When I fast forward to this day and age, I have to wonder why some of the same precautions aren’t being put in place by this administration. We all know that Iran has nuclear weapons, and Russia, along with China, are beefing up their forces too. In many ways, the Cold War is in full force again, and no one seems to be reacting to the dangers. Maybe it is because we are getting used to the threat of nuclear war, but it still seems odd to me that there is not more preparation. Even I must admit that as a child, the fallout shelters were a source of unease for me, but now…even with the threat of nuclear war constantly in the news, I just don’t feel the same kind of concern…though maybe I should.
A fallout shelter was intended to reduce casualties in a nuclear war. It is designed to allow those inside it to avoid exposure to harmful fallout from a nuclear blast and its likely aftermath of radiation until radioactivity has dropped to a safer level. A basic fallout shelter consists of shielding that reduces gamma ray exposure. The most dangerous fallout has the consistency of sand or finely ground pumice, so a fallout shelter would not need to filter fine dust from air. The fine dust emits relatively little radiation. Concrete, bricks, earth, and sand are some of the materials that are dense or heavy enough to provide fallout protection. Basically this shelter could be much like a tornado shelter, except that it would need to have a door that seals completely.
Concrete was the most often used building material of fallout shelters, with walls at least 12 inches thick.
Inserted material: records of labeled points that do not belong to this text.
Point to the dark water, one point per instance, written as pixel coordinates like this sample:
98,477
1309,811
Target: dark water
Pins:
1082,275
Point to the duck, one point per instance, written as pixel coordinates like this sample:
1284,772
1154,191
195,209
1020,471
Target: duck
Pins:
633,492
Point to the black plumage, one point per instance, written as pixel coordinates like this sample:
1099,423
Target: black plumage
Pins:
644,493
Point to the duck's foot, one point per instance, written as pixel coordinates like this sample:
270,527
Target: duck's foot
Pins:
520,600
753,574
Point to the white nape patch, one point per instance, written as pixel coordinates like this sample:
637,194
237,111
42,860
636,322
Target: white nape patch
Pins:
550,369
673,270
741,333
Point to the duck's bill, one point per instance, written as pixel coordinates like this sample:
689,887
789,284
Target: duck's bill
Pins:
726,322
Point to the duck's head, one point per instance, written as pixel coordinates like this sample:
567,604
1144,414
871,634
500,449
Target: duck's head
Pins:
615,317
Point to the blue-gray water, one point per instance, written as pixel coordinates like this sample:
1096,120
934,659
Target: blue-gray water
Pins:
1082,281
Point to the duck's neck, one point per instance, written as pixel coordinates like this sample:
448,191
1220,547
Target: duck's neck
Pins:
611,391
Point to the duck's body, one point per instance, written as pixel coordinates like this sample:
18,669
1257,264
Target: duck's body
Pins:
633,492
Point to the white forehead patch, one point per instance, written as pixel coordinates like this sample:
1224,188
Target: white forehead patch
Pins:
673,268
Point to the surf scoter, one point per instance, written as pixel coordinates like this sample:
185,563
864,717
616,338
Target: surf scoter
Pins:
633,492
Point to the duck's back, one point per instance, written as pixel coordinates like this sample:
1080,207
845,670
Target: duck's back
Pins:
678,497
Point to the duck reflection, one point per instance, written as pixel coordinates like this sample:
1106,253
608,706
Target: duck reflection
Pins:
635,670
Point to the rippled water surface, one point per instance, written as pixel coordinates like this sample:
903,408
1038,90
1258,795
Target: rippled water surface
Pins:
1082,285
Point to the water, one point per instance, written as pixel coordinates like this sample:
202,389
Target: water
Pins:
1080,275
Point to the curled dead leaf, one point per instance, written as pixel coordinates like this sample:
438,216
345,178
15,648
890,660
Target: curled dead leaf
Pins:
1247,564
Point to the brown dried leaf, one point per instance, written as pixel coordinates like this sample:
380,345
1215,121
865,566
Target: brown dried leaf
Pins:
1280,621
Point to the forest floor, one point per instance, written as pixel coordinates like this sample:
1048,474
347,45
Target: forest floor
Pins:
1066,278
The required shielding could be accomplished with 10 times the amount of any quantity of material capable of cutting gamma ray effects in half. Shields that reduce gamma ray intensity by 50 percent include 0.4 inches of lead, 2.4 inches of concrete, 3.6 inches of packed dirt or 500 feet of air. I suppose the main concern for most of us the difficulty building one of these shelters, Nevertheless, that is exactly what President Kennedy urged the people to do, and what many of them did do. It was terrifying stuff, and it makes you wonder what is wrong with people who would even consider detonating one of these nuclear bombs.